Even unto death, Jesus makes true what he said in the Sermon on the Mount: "Do not refute violence with new violence; do not engage in evil; overcome it by the nonviolence of good." (Mt 5:39)
On Good Friday, we must remember above all those who are and were victims of violence, but especially those who became victims precisely because they consistently wanted to live the non-violence of Jesus: the martyrs and deserters, the pacifists and war resisters. Far too little do we despise the cowardice and supposedly mendacious "heroic deeds" of the soldiers and far too little do we admire the courage of the pacifists and too seldom do we commemorate the suffering of the many people who refused to serve in the war, the Jehovah's Witnesses, the Quakers, the deserters and conscientious objectors who died in the Nazi concentration camps, for example. And far too little do we stand up for those who are opening up the truth to us today, the whistleblowers and leakers, like Julian Assange and Chelsea Manning. They rejected the inhuman cynicism that seeks to tie survival to the art of murder. But their truth lives and resurrects again and again.
If it is not understood, even here and now, one lie will continue to be more evil than another, one war more evil than another. War against terror, war against dissent or war against a virus. The murder and slaughter will be perfected until the threat of the downfall of humanity or parts of it is deemed "inevitable", "right", "responsible" and absolutely "necessary" to save some idea, some delusion, some lie.

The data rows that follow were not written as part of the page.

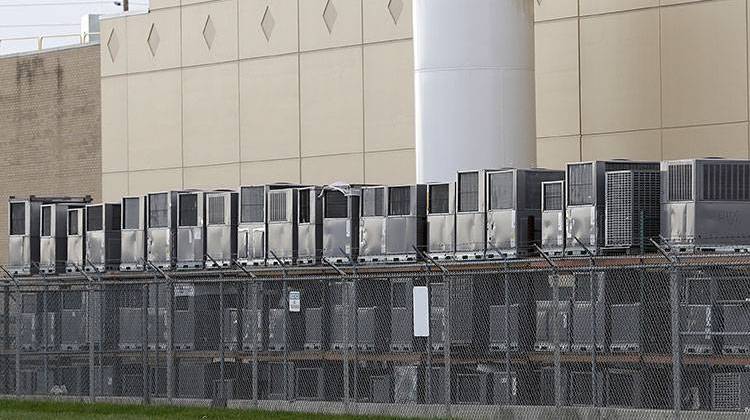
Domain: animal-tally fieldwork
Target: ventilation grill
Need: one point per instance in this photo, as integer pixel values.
(501, 190)
(277, 207)
(553, 198)
(680, 178)
(726, 182)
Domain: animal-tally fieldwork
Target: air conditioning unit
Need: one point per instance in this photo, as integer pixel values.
(372, 224)
(514, 218)
(705, 205)
(76, 240)
(221, 228)
(632, 212)
(191, 227)
(103, 236)
(309, 225)
(161, 229)
(133, 228)
(730, 391)
(586, 201)
(441, 220)
(553, 218)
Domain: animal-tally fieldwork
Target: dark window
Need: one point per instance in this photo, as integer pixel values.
(46, 220)
(131, 213)
(94, 218)
(72, 300)
(304, 206)
(401, 295)
(580, 184)
(439, 198)
(501, 190)
(680, 178)
(553, 196)
(188, 210)
(216, 210)
(277, 206)
(372, 202)
(158, 210)
(468, 191)
(73, 222)
(182, 303)
(399, 201)
(336, 205)
(17, 218)
(252, 205)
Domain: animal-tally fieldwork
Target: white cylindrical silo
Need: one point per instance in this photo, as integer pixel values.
(474, 86)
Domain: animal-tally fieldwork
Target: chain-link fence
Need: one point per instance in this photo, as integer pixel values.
(422, 339)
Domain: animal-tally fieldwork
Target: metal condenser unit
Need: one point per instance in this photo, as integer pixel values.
(282, 226)
(553, 218)
(221, 228)
(705, 205)
(251, 230)
(471, 214)
(76, 240)
(341, 223)
(632, 210)
(405, 222)
(309, 225)
(103, 236)
(133, 233)
(441, 220)
(514, 219)
(191, 228)
(161, 231)
(585, 206)
(372, 224)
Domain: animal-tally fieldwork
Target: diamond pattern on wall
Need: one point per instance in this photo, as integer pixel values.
(209, 32)
(329, 15)
(113, 45)
(153, 39)
(267, 23)
(395, 7)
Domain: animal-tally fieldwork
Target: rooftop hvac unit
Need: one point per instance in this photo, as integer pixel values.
(76, 240)
(632, 211)
(441, 220)
(730, 391)
(103, 236)
(514, 218)
(341, 224)
(586, 203)
(161, 229)
(309, 225)
(372, 224)
(471, 214)
(221, 228)
(133, 242)
(283, 231)
(191, 226)
(500, 339)
(624, 388)
(545, 339)
(402, 317)
(706, 204)
(405, 222)
(553, 218)
(736, 321)
(53, 237)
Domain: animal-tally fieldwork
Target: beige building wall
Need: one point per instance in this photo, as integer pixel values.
(643, 79)
(207, 94)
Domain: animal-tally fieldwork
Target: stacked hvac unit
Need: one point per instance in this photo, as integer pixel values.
(586, 202)
(514, 219)
(705, 205)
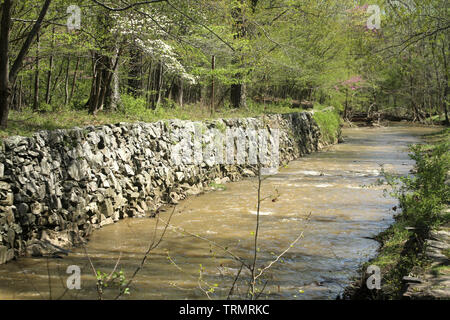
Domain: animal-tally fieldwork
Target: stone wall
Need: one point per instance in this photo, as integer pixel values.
(57, 186)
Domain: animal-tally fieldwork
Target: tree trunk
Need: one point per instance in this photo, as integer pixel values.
(135, 73)
(101, 82)
(8, 76)
(66, 83)
(5, 88)
(49, 73)
(74, 81)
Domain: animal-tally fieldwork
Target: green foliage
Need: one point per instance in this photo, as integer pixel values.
(329, 123)
(421, 198)
(114, 280)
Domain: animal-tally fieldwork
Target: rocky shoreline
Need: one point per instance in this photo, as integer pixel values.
(57, 186)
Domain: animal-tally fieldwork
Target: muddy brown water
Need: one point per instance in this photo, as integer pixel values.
(329, 185)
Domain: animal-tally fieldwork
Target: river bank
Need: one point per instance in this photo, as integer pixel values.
(414, 251)
(329, 185)
(57, 186)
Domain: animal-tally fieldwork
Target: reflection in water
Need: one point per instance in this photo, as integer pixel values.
(329, 185)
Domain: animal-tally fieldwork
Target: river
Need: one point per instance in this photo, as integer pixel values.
(329, 186)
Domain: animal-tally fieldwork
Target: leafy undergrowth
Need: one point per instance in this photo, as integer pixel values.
(27, 121)
(422, 198)
(329, 123)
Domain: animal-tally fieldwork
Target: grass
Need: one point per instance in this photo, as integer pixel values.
(422, 198)
(27, 121)
(329, 123)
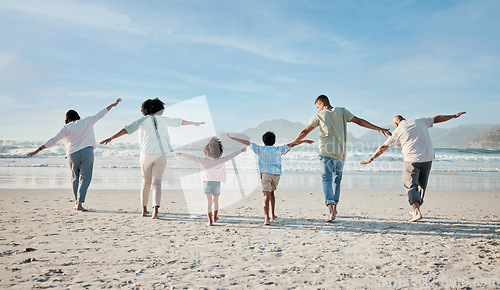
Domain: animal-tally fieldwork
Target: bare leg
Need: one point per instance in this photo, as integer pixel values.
(209, 209)
(155, 212)
(145, 210)
(415, 213)
(266, 207)
(79, 206)
(216, 207)
(273, 205)
(333, 212)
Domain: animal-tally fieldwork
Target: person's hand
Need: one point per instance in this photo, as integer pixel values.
(385, 132)
(105, 141)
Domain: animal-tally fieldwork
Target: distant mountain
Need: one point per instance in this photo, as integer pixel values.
(488, 140)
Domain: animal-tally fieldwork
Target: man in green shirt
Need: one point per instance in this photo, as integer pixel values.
(332, 124)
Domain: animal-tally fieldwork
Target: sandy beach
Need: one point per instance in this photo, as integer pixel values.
(46, 244)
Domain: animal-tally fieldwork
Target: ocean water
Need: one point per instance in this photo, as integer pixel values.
(117, 166)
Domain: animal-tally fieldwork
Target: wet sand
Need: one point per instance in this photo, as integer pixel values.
(44, 243)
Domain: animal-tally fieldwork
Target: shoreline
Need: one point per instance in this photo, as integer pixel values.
(44, 243)
(175, 179)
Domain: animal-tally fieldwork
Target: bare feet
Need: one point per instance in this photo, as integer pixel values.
(145, 211)
(79, 206)
(332, 217)
(155, 213)
(415, 215)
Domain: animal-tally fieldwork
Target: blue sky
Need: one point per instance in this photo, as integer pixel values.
(253, 60)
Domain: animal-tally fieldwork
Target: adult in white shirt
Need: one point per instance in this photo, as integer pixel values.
(155, 143)
(78, 137)
(413, 138)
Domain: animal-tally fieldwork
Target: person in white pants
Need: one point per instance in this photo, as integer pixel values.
(155, 143)
(78, 137)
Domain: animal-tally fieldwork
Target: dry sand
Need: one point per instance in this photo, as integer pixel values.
(44, 243)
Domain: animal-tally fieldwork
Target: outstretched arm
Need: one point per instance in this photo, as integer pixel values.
(242, 141)
(303, 133)
(37, 150)
(444, 118)
(119, 134)
(377, 153)
(366, 124)
(114, 104)
(184, 122)
(295, 143)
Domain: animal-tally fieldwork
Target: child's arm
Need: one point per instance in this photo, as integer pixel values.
(242, 141)
(295, 143)
(232, 155)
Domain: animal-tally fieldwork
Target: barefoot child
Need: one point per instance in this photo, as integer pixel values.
(213, 172)
(270, 167)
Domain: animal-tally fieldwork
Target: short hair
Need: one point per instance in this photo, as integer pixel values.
(398, 117)
(152, 106)
(324, 99)
(214, 148)
(269, 138)
(71, 116)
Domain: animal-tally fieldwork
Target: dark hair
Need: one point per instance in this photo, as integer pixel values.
(71, 116)
(214, 148)
(324, 99)
(152, 106)
(269, 138)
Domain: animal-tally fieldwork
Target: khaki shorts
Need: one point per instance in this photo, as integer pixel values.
(269, 181)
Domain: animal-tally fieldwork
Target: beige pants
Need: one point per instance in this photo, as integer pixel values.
(152, 168)
(269, 181)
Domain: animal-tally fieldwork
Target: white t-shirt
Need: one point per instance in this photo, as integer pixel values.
(148, 138)
(77, 135)
(414, 139)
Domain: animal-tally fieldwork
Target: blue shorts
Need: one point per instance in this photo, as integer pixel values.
(211, 187)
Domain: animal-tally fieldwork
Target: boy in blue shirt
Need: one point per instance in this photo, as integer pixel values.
(270, 167)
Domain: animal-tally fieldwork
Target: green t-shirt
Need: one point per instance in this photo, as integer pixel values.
(332, 131)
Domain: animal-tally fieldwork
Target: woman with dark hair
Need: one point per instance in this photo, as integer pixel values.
(213, 171)
(78, 137)
(155, 143)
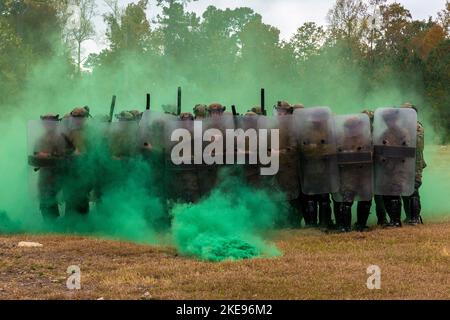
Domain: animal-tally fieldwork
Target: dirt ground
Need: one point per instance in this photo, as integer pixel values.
(414, 263)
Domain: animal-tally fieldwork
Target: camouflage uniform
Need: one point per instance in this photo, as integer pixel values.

But in this course one does not remain human, for one loses humanity and forces it out of the young people one teaches to hate and kill.

But blessed are those who bring salvation to others, who make peace, who remain non-violent in the face of violence; they are called sons and daughters of God, sons of men and daughters of men = human beings. (Mt 5:9)

Where attempts are made to isolate man, to deprive him of life through death, the curtain in the temple that tried to separate man from God is torn, the graves are opened, and despair becomes hope, courage becomes reality, death becomes manifold life.

What we celebrate with the resurrection at Easter is also the resurrection, the immortality of humanity. It is a physical law that nothing is lost, no energy disappears. Nature demonstrates it to us all the time, and now in spring we see and feel it clearly, if only we go out and open our eyes to see how we can overcome the glorification of violence and hatred in the media, and can overcome finally war and violence.

What man is in truth cannot be killed.

"The non-violent will inherit the land." (Mt 5:5)

Easter, then, is the celebration of the courage to live.

We celebrate that courage overcomes fear,

that Life is stronger than death,

and that action conquers hopelessness.